Question

The value of $\sqrt {7 + \sqrt {7 - \sqrt {7 + \sqrt {7 - .....\infty } } } } $ is
A) $5$
B) $2$
C) $3$
D) $4$

Answer 1

Hint: Infinity is used to explain events that are boundless and limitless . If given any function which goes up to infinity then we take it as a variable. After taking it we arrange them and we cut small parts from its beginning then it cannot change its character. As example we take \[y = \sqrt {a + \sqrt {a + \sqrt {a + \sqrt {a + .... + \infty } } } } \] , if we cut first one term then the variable cannot change . We also write this as $y = \sqrt {a + y} $ and solve it to get the value .
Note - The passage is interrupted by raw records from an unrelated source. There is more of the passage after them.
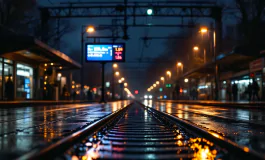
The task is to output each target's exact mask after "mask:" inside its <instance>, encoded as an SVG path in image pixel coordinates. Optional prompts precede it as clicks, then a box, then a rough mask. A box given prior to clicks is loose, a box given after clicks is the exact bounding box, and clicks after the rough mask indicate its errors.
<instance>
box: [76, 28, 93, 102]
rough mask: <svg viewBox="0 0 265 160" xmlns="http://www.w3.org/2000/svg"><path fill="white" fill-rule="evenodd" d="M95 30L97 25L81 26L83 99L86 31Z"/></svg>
mask: <svg viewBox="0 0 265 160" xmlns="http://www.w3.org/2000/svg"><path fill="white" fill-rule="evenodd" d="M84 27H86V29H85V30H84ZM93 32H95V27H93V26H84V25H82V27H81V65H82V67H81V92H80V97H81V99H82V98H84V96H83V95H84V92H83V91H84V54H83V52H84V34H85V33H93Z"/></svg>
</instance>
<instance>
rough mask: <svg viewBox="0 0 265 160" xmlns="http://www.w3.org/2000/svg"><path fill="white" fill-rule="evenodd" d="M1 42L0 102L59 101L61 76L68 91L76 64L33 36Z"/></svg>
mask: <svg viewBox="0 0 265 160" xmlns="http://www.w3.org/2000/svg"><path fill="white" fill-rule="evenodd" d="M3 39H5V40H3ZM3 39H1V40H0V44H1V46H0V100H30V99H35V100H36V99H37V100H43V99H46V100H58V99H59V98H58V97H60V90H61V89H60V82H61V79H63V77H65V78H66V79H65V83H67V84H66V85H67V86H68V91H70V90H71V82H72V79H71V78H72V77H71V70H73V69H80V68H81V65H80V64H79V63H77V62H75V61H73V60H72V59H71V58H69V57H68V56H67V55H65V54H64V53H62V52H60V51H58V50H55V49H52V48H50V47H49V46H47V45H46V44H44V43H42V42H40V41H38V40H36V39H34V38H33V37H26V38H25V36H23V37H20V36H17V35H16V36H15V37H14V36H10V35H9V36H7V37H6V38H3ZM10 45H11V46H10ZM63 73H66V74H65V75H62V74H63ZM61 77H62V78H61Z"/></svg>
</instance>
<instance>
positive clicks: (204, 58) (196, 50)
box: [193, 46, 206, 64]
mask: <svg viewBox="0 0 265 160" xmlns="http://www.w3.org/2000/svg"><path fill="white" fill-rule="evenodd" d="M199 50H200V48H199V47H198V46H194V47H193V51H195V52H198V51H199ZM203 63H204V64H205V63H206V49H205V48H204V49H203Z"/></svg>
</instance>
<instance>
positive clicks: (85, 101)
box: [0, 100, 96, 108]
mask: <svg viewBox="0 0 265 160" xmlns="http://www.w3.org/2000/svg"><path fill="white" fill-rule="evenodd" d="M93 102H96V101H87V100H86V101H81V100H60V101H52V100H25V101H0V108H8V107H26V106H40V105H42V106H43V105H63V104H80V103H93Z"/></svg>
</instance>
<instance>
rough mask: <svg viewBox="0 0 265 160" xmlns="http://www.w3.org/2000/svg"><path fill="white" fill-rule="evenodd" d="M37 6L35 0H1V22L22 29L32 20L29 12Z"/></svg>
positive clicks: (0, 20)
mask: <svg viewBox="0 0 265 160" xmlns="http://www.w3.org/2000/svg"><path fill="white" fill-rule="evenodd" d="M35 6H36V1H35V0H0V24H1V25H3V26H6V27H9V28H13V29H22V28H25V27H26V26H28V24H29V23H30V22H31V21H32V17H31V16H29V12H30V11H32V9H33V8H34V7H35Z"/></svg>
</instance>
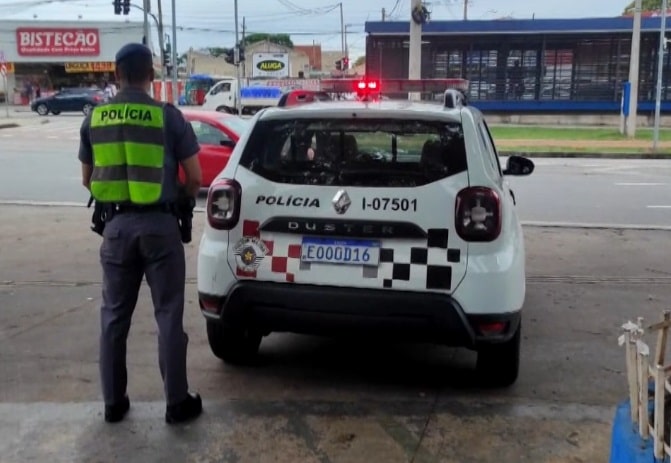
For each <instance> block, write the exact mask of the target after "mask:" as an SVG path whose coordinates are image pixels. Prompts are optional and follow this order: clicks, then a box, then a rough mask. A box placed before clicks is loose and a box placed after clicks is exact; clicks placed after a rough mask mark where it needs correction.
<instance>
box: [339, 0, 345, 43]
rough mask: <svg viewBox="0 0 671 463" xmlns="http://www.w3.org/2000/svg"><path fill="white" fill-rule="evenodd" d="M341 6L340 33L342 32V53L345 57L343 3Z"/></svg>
mask: <svg viewBox="0 0 671 463" xmlns="http://www.w3.org/2000/svg"><path fill="white" fill-rule="evenodd" d="M339 5H340V32H341V35H342V37H341V45H340V46H341V51H342V55H343V56H345V17H344V15H343V12H342V2H340V3H339Z"/></svg>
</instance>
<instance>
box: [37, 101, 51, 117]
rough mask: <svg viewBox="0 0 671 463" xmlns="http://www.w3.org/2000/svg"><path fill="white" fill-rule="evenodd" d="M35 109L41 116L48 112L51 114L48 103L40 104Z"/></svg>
mask: <svg viewBox="0 0 671 463" xmlns="http://www.w3.org/2000/svg"><path fill="white" fill-rule="evenodd" d="M35 111H36V112H37V114H39V115H40V116H46V115H47V114H49V108H48V107H47V105H45V104H39V105H37V108H35Z"/></svg>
Complete step by step answer:
First we take the given data i.e., $\sqrt {7 + \sqrt {7 - \sqrt {7 + \sqrt {7 - .....\infty } } } } $
Find the value of this function one by one , that is not possible so we can take $x = \sqrt {7 + \sqrt {7 - \sqrt {7 + \sqrt {7 - .....\infty } } } } $
Now $x = \sqrt {7 + \sqrt {7 - \sqrt {7 + \sqrt {7 - .....\infty } } } } $
Since $x = \sqrt {7 + \sqrt {7 - \sqrt {7 + \sqrt {7 - .....\infty } } } } $ then if we put this after two term that again same because this function goes up to infinity .
$ \Rightarrow x = \sqrt {7 + \sqrt {7 - x} } $
Squaring both sides of the above equation and we get
$ \Rightarrow {x^2} = 7 + \sqrt {7 - x} $
$ \Rightarrow {x^2} - 7 = \sqrt {7 - x} $
Again take square both sides of the above equation and we get
$ \Rightarrow {\left( {{x^2} - 7} \right)^2} = 7 - x$
Use the formula of ${(a - b)^2} = {a^2} - 2ab + {b^2}$ in the above equation and we get
$ \Rightarrow {x^4} - 14{x^2} + 49 - 7 + x = 0$
$ \Rightarrow {x^4} - 14{x^2} + x + 42 = 0$
Use vanishing method in above equation and we get
$ \Rightarrow {x^3}(x - 3) + 3{x^2}(x - 3) - 5x(x - 3) - 14(x - 3) = 0$
$ \Rightarrow (x - 3)({x^3} + 3{x^2} - 5x - 14) = 0$
Again use vanishing method in the above equation and we get
$ \Rightarrow (x - 3)\{ {x^2}(x + 2) + x(x + 2) - 7(x + 2)\} = 0$
$ \Rightarrow (x - 3)(x + 2)({x^2} + x - 7) = 0$
If any product of some function or polynomial equal to zero then we know any one of them equal zero
Use this in the above equation and we get
$ \Rightarrow x - 3 = 0$ or $x + 2 = 0$ or ${x^2} + x - 7 = 0$
Use the formula of Sridhar acharya in above quadratic formula and we get
$ \Rightarrow x = 3$ or $x = - 2$ or $x = \dfrac{{ - 1 \pm \sqrt {{1^2} - 4 \times 1 \times ( - 7)} }}{{2 \times 1}}$
$ \Rightarrow x = 3$ or $x = - 2$ or $x = \dfrac{{ - 1 \pm \sqrt {29} }}{2}$
$ \Rightarrow x = 3$ or $x = - 2$ or $x = \dfrac{{ - 1 + \sqrt {29} }}{2},\dfrac{{ - 1 - \sqrt {29} }}{2}$
We take $x = \sqrt {7 + \sqrt {7 - \sqrt {7 + \sqrt {7 - .....\infty } } } } $ , then we know the value of $x$ is always greater than $\sqrt 7 $ i.e., $x > \sqrt 7 $ .
From above condition we get the value of $x = 3$
$\therefore $ $x=3$. So, Option (C) is correct .

Note:
Formula of Shridhar Acharya for quadratic equation is $x = \dfrac{{ - b \pm \sqrt {{b^2} - 4ac} }}{{2a}}$ , where the quadratic equation is $a{x^2} + bx + c = 0$ . It is also known as the quadratic equation . Vanishing method is a popular method to solve the higher degree polynomial . A constant value like $a$ which satisfies the equation then we take common $(x - a)$ from the given polynomial.